Living fast and dying young - Living Dangerously (BBC2) - CSI: Crime Scene Investigation (five)

HUMPHREY Bogart said that dying was the best career move for any young actor. He might have been thinking of James Dean, who died in a car crash, aged 24, after a movie career lasting just 18 months.

Only one of the three films he'd made was actually released before his death. Yet he's become an icon - a symbol of the live fast, die young set. Despite that, tantalisingly little is known about Hollywood's greatest teen rebel.

Living Dangerously attempted to put the record straight, through talking to friends and observers, but the picture remained obstinately unclear. He was homosexual. He was "a normal red-blooded boy interested in sports". He had a terrible temper. He had a love of speed. He was not a womaniser. He dated a succession of starlets. He was reckless. He drank. Take your pick from all those opinions expressed during the course of the documentary.

What is known is that his childhood was restless, rootless and lacking in any kind of emotional security. When he was nine, his mother died. His father put the coffin and young Jimmy on a train to Los Angeles, telling the boy to bury his mother in Indiana.
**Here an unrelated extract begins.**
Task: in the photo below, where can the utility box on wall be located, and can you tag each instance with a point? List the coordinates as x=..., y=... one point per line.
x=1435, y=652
One friend, actor Martin Landau, maintained Dean wasn't gay. Another claimed the actor had admitted to homosexual affairs. A girlfriend, Betsy Palmer, said they had a relationship and "it was fine", but added: "Nothing would surprise me about Jimmy".

Among speculation about his sex life, there was a reminder of how Alec Guinness predicted his death. In a 1977 interview, Guinness told how Dean had showed him his new silver Porsche car. "Something strange came over me," he recalled. "I said, 'please don't get into that car because if you do, it's now Thursday ten at night, and by next Thursday you will be dead'."

Stranger things have happened in CSI, the number one TV show in the US snatched from under the noses of the other British networks by cheeky little five.

The new series opened with the mysterious death of a poker player who died of a heart attack (or did he?) during a big game. CSI always comes up with a couple of yuk-making scenes. This week, the camera delved into someone's ear as a medic checked out a corpse's eardrum. Then there was some cutting and slicing during an autopsy that would have made Amanda Burton's Silent Witness pathologist come over queasy.

And the conclusion? "Essentially death by chocolate," said the expert. What a way to go, I hear some of you thinking.